Term Raider – Definition and Legal Classification

The term Raider has a special significance from a legal perspective mainly in business law, particularly in connection with corporate transactions, takeovers, and securities trading. While the term is rarely used in everyday language, it has found its way into technical jargon, especially in connection with so-called ‘hostile takeovers’. Below, the nature, legal framework, and various facets of the term are explained in detail.


Origin and Basic Understanding of the Term “Raider”

Etymology

The expression ‘Raider’ comes from the English verb ‘to raid’, meaning ‘to attack’ or ‘to plunder’. In business, it is used for natural or legal persons who—mostly with speculative motives—seek aggressive, usually hostile, takeovers of companies.

Distinction from Other Terms

A ‘Raider’ differs from strategic investors or private equity firms through their approach, which generally aims to secure favorable influence, control, or short-term economic advantage—often against the will of the company or its current owners.


Legal Principles and Framework Conditions

Takeover Law and Securities Trading Law

The central legal area in which ‘Raiders’ operate is takeover law, especially in connection with public takeovers of listed companies. In Germany, above all, the Securities Acquisition and Takeover Act (WpÜG) as well as European takeover directives are decisive.

Process of a Hostile Takeover by a Raider

  1. Building up Stakes: Frequently, a Raider starts with the gradual acquisition of shares, often initially below the statutory notification thresholds under § 33 WpHG.
  2. Notification Obligations: When certain thresholds are exceeded (3%, 5%, 10%, etc.), the acquisition must be reported.
  3. Mandatory Offer: From a shareholding of 30% of the voting rights, a mandatory takeover offer to the remaining shareholders may be required (§ 35 WpÜG).
  4. Fight for Control: Countermeasures by the management of the target company, such as ‘defensive measures’, are subject to legal restrictions (§ 33 para. 1 sentence 1 WpÜG—duty of neutrality).

Permissibility and Limitations of Raider Activities

Principle of Legality and Prohibitions on Abuse

Takeovers by raiders are, in principle, legally permissible, but are subject to numerous regulations to protect shareholders, the market, and the target company.

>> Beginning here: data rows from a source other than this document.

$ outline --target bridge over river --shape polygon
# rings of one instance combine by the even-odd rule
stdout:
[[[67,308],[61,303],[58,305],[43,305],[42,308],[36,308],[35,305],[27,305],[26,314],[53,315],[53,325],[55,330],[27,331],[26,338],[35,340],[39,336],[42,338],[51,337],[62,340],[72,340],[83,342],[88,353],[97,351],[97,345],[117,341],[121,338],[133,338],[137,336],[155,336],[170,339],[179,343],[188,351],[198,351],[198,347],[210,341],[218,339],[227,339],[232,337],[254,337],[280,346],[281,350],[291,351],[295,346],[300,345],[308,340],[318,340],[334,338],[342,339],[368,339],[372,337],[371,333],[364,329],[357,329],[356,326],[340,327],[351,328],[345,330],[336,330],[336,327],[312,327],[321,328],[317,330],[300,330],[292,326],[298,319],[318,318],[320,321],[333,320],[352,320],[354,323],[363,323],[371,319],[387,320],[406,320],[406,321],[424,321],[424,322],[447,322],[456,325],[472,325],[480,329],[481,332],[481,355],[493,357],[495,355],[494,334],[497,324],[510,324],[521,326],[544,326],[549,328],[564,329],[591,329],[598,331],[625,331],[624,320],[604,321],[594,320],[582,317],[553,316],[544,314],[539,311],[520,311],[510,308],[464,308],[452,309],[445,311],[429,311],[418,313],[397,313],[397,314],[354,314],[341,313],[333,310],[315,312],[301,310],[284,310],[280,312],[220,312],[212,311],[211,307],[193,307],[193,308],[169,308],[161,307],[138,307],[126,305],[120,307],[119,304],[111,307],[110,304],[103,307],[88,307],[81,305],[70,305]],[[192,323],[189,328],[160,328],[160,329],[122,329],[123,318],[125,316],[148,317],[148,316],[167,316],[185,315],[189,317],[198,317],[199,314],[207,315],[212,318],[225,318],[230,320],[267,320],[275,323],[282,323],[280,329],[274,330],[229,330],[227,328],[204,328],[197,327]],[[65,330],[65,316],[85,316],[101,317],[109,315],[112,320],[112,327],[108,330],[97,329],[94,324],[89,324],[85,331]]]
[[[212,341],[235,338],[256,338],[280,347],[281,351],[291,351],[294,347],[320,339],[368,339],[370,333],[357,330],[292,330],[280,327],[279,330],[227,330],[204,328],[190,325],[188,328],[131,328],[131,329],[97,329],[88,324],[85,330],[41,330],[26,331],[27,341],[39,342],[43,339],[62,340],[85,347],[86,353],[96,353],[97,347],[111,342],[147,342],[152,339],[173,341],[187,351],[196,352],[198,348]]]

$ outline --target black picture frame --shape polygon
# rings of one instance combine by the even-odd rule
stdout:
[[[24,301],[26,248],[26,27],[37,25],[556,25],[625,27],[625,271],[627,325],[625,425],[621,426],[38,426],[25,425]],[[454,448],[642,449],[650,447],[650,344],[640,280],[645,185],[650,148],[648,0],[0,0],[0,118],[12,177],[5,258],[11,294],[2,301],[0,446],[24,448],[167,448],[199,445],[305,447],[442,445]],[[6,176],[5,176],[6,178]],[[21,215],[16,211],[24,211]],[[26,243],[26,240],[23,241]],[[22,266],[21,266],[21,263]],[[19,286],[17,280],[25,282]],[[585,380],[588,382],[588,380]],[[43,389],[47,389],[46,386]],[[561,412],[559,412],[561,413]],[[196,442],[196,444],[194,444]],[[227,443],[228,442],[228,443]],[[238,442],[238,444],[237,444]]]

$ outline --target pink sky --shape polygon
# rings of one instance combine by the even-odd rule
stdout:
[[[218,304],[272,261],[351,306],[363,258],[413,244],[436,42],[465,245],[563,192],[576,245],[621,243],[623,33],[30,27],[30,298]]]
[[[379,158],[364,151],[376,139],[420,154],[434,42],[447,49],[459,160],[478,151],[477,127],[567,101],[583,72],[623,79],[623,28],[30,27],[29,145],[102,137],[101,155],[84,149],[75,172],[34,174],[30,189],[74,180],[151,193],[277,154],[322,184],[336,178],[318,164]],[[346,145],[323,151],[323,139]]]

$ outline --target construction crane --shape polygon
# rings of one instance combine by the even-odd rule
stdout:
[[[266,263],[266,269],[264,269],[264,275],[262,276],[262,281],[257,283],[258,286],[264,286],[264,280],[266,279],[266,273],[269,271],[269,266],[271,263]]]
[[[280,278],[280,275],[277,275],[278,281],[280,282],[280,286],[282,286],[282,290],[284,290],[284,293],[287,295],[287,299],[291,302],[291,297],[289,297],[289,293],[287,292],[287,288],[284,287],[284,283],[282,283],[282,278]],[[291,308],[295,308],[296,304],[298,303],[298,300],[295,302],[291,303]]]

Prohibited practices such as insider trading, market abuse or the deliberate evasion of reporting duties are punishable by fines and penalties (§§ 38ff. WpHG, Market Abuse Regulation (MAR)).

Antitrust Law Limits

If raider activities create or increase a dominant market position, the merger control regulations under the Act against Restraints of Competition (GWB) as well as the EU Merger Regulation must be observed. Where applicable, takeovers must be notified to the competent antitrust authorities and may only be completed after clearance.


Typical Forms and Motives of a Raider

Strategic and Financial Raider

  • Strategic Raider: The aim here is often the integration of the takeover target into one’s own company or its breakup.
  • Financial Raider: This usually refers to funds or individuals who pursue short-term profits, for example, by selling off company assets and subsequently exiting.

Methods and Tactics

  • Shareholder activism: Influencing corporate decisions through the use and mobilization of voting rights.
  • Greenmailing: Threatening a takeover with the aim of having the target company buy back the shares at an inflated price.
  • Asset stripping: Sale of profitable company divisions following a takeover.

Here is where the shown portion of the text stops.